Le résultat de cette journée est la prise de la Maykuhle, sur la rive gauche de la Persante, jusqu’aux défenses de la ville et au faubourg de Gelde. Sur la rive droite, les Français arrivent jusqu’à la deuxième ligne de défense. Le bombardement continue toute la nuit et la matinée suivante, comme si l’attaque finale doit se passer à la fin de la journée. Pourtant, vers 4 heures de l’après-midi, les tirs ralentissent, car un officier est arrivé, envoyé par le roi de Prusse, avec la nouvelle d’un cessez-le-feu ainsi que la nomination de Gneisenau au grade de lieutenant-colonel.
D’après les sources officielles, les Prussiens ont perdu 55 officiers, 2.806 soldats et environ 65 miliciens. Selon les estimations prussiennes, les Français ont à déplorer 8.000 tués ou blessés, 1.632 prisonniers et 200 déserteurs. Mais il est permis de fortement douter de ces chiffres.
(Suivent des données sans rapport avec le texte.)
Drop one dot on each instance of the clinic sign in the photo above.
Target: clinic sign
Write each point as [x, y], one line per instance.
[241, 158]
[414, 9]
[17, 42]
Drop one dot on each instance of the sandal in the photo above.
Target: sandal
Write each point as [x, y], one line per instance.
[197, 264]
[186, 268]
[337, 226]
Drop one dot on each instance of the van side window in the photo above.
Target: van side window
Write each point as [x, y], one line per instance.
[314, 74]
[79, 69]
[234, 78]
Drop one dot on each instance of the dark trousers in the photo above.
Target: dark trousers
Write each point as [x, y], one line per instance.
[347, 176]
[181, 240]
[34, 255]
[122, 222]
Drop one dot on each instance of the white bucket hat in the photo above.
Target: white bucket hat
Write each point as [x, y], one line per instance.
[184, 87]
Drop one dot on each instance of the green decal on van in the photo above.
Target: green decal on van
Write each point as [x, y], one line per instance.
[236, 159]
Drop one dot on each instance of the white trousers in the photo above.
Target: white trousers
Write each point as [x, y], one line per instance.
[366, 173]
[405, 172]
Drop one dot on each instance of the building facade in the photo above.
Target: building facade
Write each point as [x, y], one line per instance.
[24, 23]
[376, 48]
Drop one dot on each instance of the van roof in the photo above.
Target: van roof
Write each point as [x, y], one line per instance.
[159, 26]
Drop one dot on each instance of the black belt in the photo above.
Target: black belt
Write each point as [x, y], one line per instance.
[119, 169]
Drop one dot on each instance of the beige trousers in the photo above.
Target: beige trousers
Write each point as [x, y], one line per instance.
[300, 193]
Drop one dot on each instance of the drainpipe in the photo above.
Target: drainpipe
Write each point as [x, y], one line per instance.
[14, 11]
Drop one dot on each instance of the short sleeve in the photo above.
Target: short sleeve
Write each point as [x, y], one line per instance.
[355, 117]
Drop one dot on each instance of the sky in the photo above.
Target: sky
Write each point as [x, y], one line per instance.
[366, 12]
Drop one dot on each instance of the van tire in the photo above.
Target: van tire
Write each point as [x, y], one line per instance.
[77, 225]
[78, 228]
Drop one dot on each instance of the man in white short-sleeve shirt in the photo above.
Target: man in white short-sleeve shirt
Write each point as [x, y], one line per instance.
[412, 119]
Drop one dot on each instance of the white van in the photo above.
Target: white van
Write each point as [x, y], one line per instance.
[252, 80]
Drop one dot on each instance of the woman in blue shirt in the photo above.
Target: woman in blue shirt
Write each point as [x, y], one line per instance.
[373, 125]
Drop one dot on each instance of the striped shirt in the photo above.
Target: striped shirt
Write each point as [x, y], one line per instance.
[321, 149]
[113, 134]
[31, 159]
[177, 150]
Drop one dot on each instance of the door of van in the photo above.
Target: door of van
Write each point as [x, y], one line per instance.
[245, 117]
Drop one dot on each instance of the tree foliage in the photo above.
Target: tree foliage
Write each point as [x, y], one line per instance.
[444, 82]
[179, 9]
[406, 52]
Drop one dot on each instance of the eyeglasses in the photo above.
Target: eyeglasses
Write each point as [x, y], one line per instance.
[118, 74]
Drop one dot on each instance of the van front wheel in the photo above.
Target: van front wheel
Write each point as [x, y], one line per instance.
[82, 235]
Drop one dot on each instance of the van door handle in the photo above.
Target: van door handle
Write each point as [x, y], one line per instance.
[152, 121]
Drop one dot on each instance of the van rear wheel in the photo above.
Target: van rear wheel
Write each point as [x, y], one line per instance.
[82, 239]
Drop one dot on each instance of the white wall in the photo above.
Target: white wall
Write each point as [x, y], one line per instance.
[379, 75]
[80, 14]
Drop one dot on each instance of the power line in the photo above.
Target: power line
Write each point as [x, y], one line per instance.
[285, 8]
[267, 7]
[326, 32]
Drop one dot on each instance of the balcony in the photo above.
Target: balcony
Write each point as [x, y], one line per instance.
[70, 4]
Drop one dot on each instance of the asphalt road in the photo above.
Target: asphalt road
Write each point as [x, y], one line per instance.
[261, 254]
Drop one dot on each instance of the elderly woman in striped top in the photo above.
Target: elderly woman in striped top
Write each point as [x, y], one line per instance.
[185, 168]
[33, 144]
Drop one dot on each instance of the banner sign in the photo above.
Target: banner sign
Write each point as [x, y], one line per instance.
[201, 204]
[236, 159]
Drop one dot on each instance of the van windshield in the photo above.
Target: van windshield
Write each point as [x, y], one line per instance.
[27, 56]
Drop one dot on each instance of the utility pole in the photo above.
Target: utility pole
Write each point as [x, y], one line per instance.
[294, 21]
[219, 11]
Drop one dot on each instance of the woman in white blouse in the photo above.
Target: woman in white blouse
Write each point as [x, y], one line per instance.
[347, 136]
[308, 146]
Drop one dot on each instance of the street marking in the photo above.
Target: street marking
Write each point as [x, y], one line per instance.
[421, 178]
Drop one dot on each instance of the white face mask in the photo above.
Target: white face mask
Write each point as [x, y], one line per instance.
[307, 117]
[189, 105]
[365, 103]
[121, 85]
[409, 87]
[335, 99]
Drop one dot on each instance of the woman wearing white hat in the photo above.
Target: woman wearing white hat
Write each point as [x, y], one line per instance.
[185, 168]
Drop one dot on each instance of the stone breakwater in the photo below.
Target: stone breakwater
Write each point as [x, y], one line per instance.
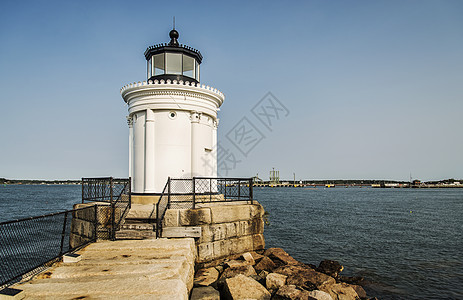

Mais on peut voir, à l’occasion de ce siège, comme partiellement durant celui de Danzig et quelques autres en Silésie, que le déroulement de la guerre avec Napoléon, malgré les défaites en Thüringe, aurait été totalement différent, si les commandants des places et ceux qui étaient sous leurs ordres avaient fait leur devoir. Les sous-officiers et les hommes de troupes ne manquèrent pas, pour la plupart, de bonne volonté.